According to several media reports, plans are afoot to slice off part of the late Dame Elisabeth Murdoch's Cruden Farm for residential development, thereby endangering Melbourne's so-called ‘green wedges.’
As the former owner of the property, Dame Elisabeth, the mother of media magnate Rupert Murdoch, died aged 103 in 2012, left the historically significant Cruden Farm in Langwarrin in the hands of trustees - namely her two daughters, granddaughter and accountant.
Now these trustees want to slice a 14.6-hectare ‘wedge’ off the 133-hectare property (or about 11 percent of the total land size) in order to sell off 116 house plots – subject to a rezoning.
While the Victorian planning minister is the only one that can order a rezone of the land, situated some 56km south-east of Melbourne’s CBD, the news of the potential rezone has set emotions racing across greater Melbourne.
Given to Keith Murdoch’s 19-year-old bride, Elisabeth Greene in 1928 as a wedding present, according to historians, Elisabeth loved the property at first sight and soon engaged leading design professionals to revitalise the modest weatherboard cottage and old-fashioned garden as a weekend retreat suitable for her growing family.
Dame Elisabeth died in 2012 aged 103, and while many thought there were firm instructions to maintain the status quo in relation to the $10 million property, according to Frankston Council, some 14.6 hectares have been identified as being ‘surplus to the main estate’, opening the door to sale to developers.

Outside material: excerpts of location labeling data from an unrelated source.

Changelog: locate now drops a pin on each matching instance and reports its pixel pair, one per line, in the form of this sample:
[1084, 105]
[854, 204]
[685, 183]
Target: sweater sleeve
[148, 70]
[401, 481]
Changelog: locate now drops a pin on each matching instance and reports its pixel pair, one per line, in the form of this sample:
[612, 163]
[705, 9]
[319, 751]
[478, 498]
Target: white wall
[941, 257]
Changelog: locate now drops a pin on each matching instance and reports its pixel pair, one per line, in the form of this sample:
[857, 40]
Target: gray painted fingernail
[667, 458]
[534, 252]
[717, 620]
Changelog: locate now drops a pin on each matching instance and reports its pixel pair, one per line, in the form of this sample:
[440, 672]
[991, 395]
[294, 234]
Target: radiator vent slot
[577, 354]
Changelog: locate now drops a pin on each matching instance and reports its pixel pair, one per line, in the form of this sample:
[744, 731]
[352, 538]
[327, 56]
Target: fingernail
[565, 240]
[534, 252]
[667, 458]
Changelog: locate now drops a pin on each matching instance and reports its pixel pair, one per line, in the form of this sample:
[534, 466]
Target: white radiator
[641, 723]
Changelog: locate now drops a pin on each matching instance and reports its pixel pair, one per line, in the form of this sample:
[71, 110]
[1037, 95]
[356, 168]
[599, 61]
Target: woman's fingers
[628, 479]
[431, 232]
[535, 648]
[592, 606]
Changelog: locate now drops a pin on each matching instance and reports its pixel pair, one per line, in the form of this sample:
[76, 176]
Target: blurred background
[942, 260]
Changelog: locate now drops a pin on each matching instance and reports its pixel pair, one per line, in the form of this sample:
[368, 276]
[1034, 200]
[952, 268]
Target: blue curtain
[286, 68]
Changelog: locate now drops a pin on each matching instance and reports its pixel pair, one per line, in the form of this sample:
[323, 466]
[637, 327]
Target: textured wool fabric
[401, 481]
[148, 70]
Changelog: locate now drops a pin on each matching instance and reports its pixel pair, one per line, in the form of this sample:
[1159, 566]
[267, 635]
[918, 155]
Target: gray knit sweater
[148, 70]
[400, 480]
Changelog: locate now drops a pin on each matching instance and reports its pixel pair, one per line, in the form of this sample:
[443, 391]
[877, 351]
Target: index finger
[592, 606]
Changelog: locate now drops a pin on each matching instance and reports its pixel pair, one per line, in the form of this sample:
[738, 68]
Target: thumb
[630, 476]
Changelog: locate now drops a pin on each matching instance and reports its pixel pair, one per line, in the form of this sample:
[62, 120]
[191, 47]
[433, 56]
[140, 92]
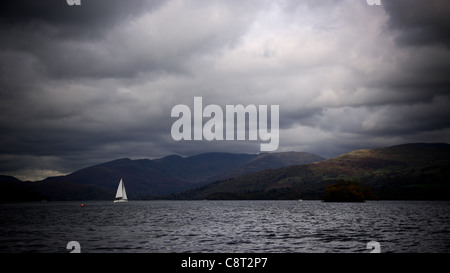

According to Barry Ross, secretary of community action group, Defenders of the South East Green Wedge, if even a small part of Cruden Farm were to be sold off, it would in his own words, set an “appalling precedent”.
However, when asked whether the Victorian government will be amending zoning laws in relation to Cruden Farm, a spokesperson for the minister for planning Richard Wynne gave an emphatic ‘no’ in response.